En outre, il résulte des articles R.444-55 et R.444-3 du Code de commerce, ainsi que du tableau 3-1 annexé à ce dernier article, et plus particulièrement de la ligne n°129, que la prestation de recouvrement mentionnée à l’article A.444-32 du Code de commerce est la charge du créancier.
Les deux seules dérogations prévues par la loi sont celles dans lesquelles la dette est due par un contrefacteur (article R.444-55 du Code de commerce), ou un professionnel (article L.141-6 devenu l’article R.631-4 du Code de la consommation).
En l’espèce, la SA CRÉDIT LOGEMENT demande de voir juger qu’à défaut de règlement spontané des condamnations prononcées, l’exécution forcée pourra être réalisée par l’intermédiaire d’un huissier et le montant des sommes retenues par l’huissier chargé de l’exécution forcée en application de l’article 10 du décret du 8 mars 2001 sera supporté par tout succombant, en sus des frais irrépétibles et des dépens.
Cette demande concerne les sommes qui pourraient être retenues par le commissaire de justice poursuivant au titre de la prestation de recouvrement à laquelle ce dernier peut prétendre au regard de l’article A.444-32 du Code de commerce, cet article reprenant l’article 10 du décret n°96-1080 du 12 décembre 1996 modifié par l’article premier du décret n°2001-212 du 8 mars 2001.
Toutefois, il doit être souligné que Madame [P] [U] ne saurait être considérée ni comme une contrefactrice ni comme une professionnelle dans le cadre du présent litige.
En outre, aucune disposition normative ne permet au juge, hormis les deux exceptions susvisées, de juger que les frais de recouvrement seront mis à la charge du débiteur.
Par conséquent, la demande de la SA CRÉDIT LOGEMENT formulée en ce sens sera rejetée.
4°) Sur l’exécution provisoire :
Aux termes de l’article 514 du Code de procédure civile, les décisions de première instance sont de droit exécutoires à titre provisoire à moins que la loi ou la décision rendue n’en dispose autrement.
En outre, aux termes de l’article 514-1 dudit Code, le juge peut écarter l’exécution provisoire de droit, en tout ou partie, s’il estime qu’elle est incompatible avec la nature de l’affaire. Il statue, d’office ou à la demande d’une partie, par décision spécialement motivée.

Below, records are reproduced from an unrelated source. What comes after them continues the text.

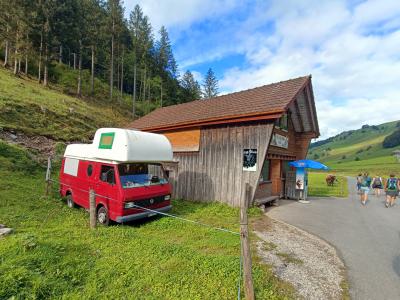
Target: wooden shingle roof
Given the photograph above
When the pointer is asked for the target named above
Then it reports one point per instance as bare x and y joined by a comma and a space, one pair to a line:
265, 102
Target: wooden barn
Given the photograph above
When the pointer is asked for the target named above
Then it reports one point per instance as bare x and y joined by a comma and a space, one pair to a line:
220, 144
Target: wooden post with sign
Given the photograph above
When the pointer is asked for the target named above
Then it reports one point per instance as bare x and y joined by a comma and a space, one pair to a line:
48, 176
245, 244
92, 208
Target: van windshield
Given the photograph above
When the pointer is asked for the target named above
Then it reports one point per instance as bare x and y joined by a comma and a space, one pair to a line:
141, 174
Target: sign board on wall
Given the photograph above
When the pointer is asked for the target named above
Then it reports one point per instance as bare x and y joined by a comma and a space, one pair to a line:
280, 141
250, 160
300, 178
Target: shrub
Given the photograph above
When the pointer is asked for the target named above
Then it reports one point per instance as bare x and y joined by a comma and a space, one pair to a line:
392, 140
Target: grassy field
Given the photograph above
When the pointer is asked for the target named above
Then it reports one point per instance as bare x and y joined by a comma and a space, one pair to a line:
359, 151
317, 186
54, 254
28, 107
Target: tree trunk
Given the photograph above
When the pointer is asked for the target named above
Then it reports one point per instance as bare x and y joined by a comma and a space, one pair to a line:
148, 96
141, 89
161, 93
134, 93
46, 61
112, 62
79, 89
40, 58
144, 84
26, 55
149, 93
92, 74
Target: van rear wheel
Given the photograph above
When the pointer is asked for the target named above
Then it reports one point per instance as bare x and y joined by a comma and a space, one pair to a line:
102, 216
70, 201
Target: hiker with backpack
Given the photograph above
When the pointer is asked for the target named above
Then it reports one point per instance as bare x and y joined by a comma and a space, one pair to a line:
392, 189
359, 179
377, 185
365, 186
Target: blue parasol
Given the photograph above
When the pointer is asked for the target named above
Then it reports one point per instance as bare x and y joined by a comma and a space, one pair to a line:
307, 163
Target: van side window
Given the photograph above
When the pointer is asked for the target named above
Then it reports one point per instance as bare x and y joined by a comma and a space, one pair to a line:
107, 174
90, 170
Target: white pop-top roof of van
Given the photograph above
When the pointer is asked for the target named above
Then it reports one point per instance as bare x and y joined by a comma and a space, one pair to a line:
123, 145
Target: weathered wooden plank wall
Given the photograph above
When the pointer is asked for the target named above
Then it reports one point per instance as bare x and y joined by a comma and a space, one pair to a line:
215, 173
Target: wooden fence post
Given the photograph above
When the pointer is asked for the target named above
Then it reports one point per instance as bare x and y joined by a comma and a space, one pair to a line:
92, 209
245, 244
48, 176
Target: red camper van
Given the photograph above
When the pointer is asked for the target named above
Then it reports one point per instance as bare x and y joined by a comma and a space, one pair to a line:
124, 169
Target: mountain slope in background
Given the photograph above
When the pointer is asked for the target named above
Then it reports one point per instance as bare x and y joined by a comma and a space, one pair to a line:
359, 150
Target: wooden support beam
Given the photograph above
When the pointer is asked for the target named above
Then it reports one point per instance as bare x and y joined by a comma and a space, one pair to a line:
300, 118
310, 108
48, 176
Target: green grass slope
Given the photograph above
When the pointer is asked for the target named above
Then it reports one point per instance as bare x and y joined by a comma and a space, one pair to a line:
28, 107
358, 151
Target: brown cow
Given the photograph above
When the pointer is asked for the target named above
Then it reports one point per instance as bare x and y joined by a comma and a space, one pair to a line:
330, 179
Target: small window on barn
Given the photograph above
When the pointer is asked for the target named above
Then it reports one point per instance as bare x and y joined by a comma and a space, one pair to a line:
71, 166
265, 171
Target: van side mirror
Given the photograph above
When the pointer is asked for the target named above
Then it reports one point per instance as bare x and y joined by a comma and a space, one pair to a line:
111, 177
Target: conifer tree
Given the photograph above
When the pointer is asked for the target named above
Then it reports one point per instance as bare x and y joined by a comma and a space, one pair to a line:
210, 85
191, 88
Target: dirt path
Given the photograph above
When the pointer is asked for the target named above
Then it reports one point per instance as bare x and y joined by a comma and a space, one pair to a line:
310, 264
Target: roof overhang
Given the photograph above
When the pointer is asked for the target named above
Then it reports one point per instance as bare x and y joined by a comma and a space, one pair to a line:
219, 121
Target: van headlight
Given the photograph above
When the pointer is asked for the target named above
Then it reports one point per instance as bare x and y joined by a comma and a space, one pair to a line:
129, 204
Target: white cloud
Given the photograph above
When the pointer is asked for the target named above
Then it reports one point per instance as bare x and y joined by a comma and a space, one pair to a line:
351, 48
356, 72
173, 13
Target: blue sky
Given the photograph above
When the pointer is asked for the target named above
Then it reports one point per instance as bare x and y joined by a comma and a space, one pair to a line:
351, 48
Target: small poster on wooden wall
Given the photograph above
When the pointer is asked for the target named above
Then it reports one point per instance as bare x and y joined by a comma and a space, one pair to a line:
250, 160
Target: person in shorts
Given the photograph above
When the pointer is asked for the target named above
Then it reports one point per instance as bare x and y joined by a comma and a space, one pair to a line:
392, 188
359, 179
377, 185
365, 186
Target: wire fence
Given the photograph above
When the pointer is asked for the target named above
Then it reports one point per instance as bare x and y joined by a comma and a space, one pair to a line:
49, 180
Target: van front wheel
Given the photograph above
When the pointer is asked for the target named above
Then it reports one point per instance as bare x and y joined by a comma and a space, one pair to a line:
102, 216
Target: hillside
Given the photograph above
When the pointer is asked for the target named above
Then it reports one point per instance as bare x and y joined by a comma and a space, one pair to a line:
358, 150
53, 254
28, 108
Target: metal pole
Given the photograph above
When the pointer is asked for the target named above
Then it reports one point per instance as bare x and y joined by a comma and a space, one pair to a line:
48, 176
245, 244
92, 208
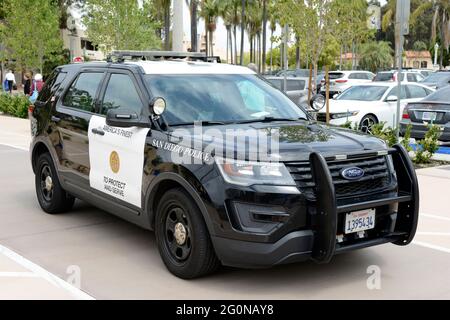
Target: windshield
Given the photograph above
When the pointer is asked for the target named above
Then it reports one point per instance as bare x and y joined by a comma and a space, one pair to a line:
440, 96
221, 98
363, 93
437, 77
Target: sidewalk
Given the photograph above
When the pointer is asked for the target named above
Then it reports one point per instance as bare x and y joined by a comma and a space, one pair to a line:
15, 132
20, 278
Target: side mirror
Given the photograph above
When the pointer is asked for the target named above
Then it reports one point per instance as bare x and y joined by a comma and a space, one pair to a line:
124, 118
317, 103
158, 106
392, 99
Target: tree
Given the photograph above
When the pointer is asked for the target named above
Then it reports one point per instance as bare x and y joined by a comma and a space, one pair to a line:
376, 56
210, 12
64, 6
226, 12
34, 43
440, 24
243, 4
164, 14
193, 9
314, 21
351, 28
121, 25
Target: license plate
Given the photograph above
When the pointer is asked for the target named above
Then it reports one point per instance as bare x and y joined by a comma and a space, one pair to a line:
360, 221
429, 116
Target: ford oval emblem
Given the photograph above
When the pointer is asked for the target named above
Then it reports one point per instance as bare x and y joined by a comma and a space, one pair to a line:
353, 173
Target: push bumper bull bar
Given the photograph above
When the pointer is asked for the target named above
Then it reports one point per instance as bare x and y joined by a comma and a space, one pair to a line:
325, 231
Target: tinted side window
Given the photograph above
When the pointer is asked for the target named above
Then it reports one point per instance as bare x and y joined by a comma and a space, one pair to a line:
412, 77
295, 85
52, 84
416, 92
394, 92
82, 93
121, 93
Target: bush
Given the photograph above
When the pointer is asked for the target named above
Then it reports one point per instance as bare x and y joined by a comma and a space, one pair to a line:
427, 147
14, 105
407, 138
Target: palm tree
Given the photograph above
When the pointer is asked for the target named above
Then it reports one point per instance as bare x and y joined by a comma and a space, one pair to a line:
210, 12
193, 9
440, 25
264, 36
163, 8
226, 12
243, 4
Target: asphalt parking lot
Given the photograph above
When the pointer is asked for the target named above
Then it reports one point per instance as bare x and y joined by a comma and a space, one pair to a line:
116, 260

En l’espèce, l’exécution provisoire n’est pas incompatible avec la nature de l’affaire.
Il n’existe donc aucune raison de l’écarter.
Par conséquent, la présente décision sera assortie de l’exécution provisoire.
PAR CES MOTIFS :
Le Tribunal, statuant publiquement après débats publics, par jugement réputé contradictoire rendu en premier ressort, par mise à disposition au greffe ;
CONDAMNE Madame [P] [U] à payer à la SA CRÉDIT LOGEMENT la somme de 174 928,75 euros au titre du solde du prêt immobilier souscrit le 8 août 2018, et ce avec intérêts au taux légal à compter du 24 juin 2024 s’agissant de la somme de 3 787,92 euros, et à compter du 13 janvier 2025 s’agissant de la somme de 171 140,83 euros ;
CONDAMNE Madame [P] [U] à payer à la SA CRÉDIT LOGEMENT la somme de 2 000 euros au titre des frais irrépétibles ;
CONDAMNE Madame [P] [U] aux dépens, avec distraction au profit de la SELARL TRAVERSO – TREQUATTRINI & ASSOCIÉS ;
REJETTE la demande de la SA CRÉDIT LOGEMENT tendant à voir juger qu’à défaut de règlement spontané des condamnations prononcées, l’exécution forcée pourra être réalisée par l’intermédiaire d’un huissier et le montant des sommes retenues par l’huissier chargé de l’exécution forcée en application de l’article 10 du décret du 8 mars 2001 sera supporté par tout succombant, en sus des frais irrépétibles et des dépens ;
DIT que la présente décision est assortie de l’exécution provisoire.
Ainsi jugé et prononcé, le 18 mai 2026, la minute étant signée par Monsieur François GORLIER, Président, et Madame Chantal FORRAY, Greffière.